Summary
Electric vehicles (EVs) are starting to revolutionize the car market in 2018, with BMW recently announcing new designs for electric versions of a dozen of its leading models. The BMW effort is being replicated across the car market by its competitors, as technological advances transform vehicle designs in the biggest shift to hit ground transport since the invention of the internal combustion engine. Even roads are changing with the gradual arrival of the energy generating and storing “solar panel roads.” These new EVs come with one drawback from carmakers’ perspectives however; they require a great deal of the rare mineral cobalt. A typical EV battery needs 21kg of cobalt to function properly, and as the mining sector has woken up to the prospect of fleets of EVs on our roads by the 2020s, the price of cobalt has spiked.
Early in January, business outlet Bloomberg reported the price had climbed from $600 to $1700 in 16 months. There is another problem for carmakers however: 60 percent of all known cobalt supplies come from the unstable and corrupt Democratic Republic of Congo (DRC). War is also brewing there after the DRC’s autocratic leader President Joseph Kabila refused to step down at the end of his term in 2016. With fossil fuels falling out of favor due to their environmental impact, carmakers do not have the luxury of refusing to engage with the DRC, but how they avoid tying themselves too tightly to the decaying Kabila regime will be a crucial consideration. In the interim period between the end of fossil fuels’ monopoly of the motor industry and the rise of credible alternatives to cobalt (recycling dead batteries is often mentioned), the DRC will have a disproportionate amount of international leverage relative to its tiny and highly dysfunctional economy.
Background
A legacy of dictatorship. Security in the DRC has taken a sharp downwards turn in 2017 as the peace agreement which ended the devastating Second Congo War in 2003 fell apart. President Joseph Kabila, who took over as the DRC’s leader upon the assassination of his father Laurent-Désiré Kabila, went on to serve two full terms as the “elected” leader of the DRC. This was all that was allowed him under the post-war DRC constitution, whose creators wanted to avoid another ‘president-for-life’ in the mold of the DRC’s notorious former military dictator Mobutu Sese Seko. Mobutu was leader when rebel forces under Laurent-Désiré Kabila took power 1997. He had helped to murder the DRC’s first prime minister, Patrice Lumumba, by turning him over to secessionist forces in the rebelling state of Katanga, who promptly had Lumumba shot. He also overthrew the DRC’s first president, Joseph Kasavubu, in 1965.

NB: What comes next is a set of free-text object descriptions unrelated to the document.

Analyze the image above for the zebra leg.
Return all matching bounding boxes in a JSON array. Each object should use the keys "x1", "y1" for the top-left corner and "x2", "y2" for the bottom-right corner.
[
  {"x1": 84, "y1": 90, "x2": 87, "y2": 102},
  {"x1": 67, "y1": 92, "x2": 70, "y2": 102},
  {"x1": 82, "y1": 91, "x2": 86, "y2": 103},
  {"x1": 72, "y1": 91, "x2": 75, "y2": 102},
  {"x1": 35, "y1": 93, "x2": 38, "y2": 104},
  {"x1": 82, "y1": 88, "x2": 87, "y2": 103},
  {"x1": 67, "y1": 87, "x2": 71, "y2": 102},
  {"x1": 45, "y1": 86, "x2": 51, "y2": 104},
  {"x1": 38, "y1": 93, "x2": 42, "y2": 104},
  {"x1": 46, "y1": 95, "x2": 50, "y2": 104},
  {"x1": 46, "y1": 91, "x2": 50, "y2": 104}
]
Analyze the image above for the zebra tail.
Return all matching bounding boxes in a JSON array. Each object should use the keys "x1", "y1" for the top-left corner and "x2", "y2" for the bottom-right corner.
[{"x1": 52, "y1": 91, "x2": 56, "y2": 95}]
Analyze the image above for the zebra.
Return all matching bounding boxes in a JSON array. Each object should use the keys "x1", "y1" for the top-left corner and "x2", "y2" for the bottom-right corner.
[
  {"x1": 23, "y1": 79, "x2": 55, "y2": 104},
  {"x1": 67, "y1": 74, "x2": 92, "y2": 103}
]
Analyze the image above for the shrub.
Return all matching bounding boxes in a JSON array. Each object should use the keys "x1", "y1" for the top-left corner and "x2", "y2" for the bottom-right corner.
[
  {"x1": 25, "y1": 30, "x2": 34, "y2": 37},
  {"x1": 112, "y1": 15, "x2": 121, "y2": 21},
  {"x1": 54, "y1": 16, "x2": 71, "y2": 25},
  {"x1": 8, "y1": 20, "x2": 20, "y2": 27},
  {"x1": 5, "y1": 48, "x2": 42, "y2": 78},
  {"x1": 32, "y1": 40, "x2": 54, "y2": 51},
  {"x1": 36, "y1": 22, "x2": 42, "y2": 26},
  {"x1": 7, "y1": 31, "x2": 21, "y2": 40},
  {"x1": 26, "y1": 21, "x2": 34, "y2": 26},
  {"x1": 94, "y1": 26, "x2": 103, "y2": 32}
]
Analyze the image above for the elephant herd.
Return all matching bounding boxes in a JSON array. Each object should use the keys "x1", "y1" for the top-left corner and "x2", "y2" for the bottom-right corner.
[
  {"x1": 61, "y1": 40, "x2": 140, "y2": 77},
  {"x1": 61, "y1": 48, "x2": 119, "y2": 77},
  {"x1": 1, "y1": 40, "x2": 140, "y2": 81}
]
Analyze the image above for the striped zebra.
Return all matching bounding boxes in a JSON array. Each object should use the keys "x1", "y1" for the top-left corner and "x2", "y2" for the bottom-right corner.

Corruption in the DRC. This tradition of coups, assassinations, and violent rebellion has plagued the DRC ever since. Joseph Kabila’s refusal to step down at the end of his final term in 2016 has sparked violent conflict in both the Congo’s southwestern Kasai region and in the DRC’s unstable east. While fear of his own personal safety is undoubtedly one reason that Kabila has repeatedly pushed back elections (he now says they will take place in December 2018, two years after his term officially ends), corruption is another. Kabila and his circle are estimated to have amassed a considerable fortune during his brutal 17-year reign, such that there is no sector in the DRC’s economy which is free from their influence — including the lucrative mining sector.
Impact
Acquiring cobalt from the DRC is therefore a PR nightmare for leading Western carmakers and their developed democratic equivalents in states like Japan and South Korea. For starters they are dealing with a country where the central leadership is facing outbreaks of political dissent in the periphery, and the capital only survives through brute force and playing the opposition off against each other.
The national environment is not a place for safe and stable business arrangements. Conversely it is an excellent one for becoming identified with the regime of an authoritarian despot, risking brand damage over the regime’s human rights record and complications dealing with whatever government succeeds Kabila.
Then there are concerns about just who is operating at the far end of the supply chain where the raw materials are extracted. Carmakers are already exploring the possibilities of sourcing some of their products from the DRC’s inefficient artisanal mines, which still produce around a fifth of cobalt exports. The approach is problematic because the artisanal mines frequently employ child labor, they have been linked to forced labor and militant groups in the recent past, and they are corruptly awarded their mining licenses, if they’re licensed at all. Meanwhile seven of the 10 largest producers in Congo as of 2016 were Chinese-owned according to Bloomberg. These companies operate in a far looser regulatory environment, and as a result have a reputation for condoning terrible work conditions, environmental destruction, and for working hand-in-glove with corrupt rebel warlords, dictators, and organized criminal syndicates.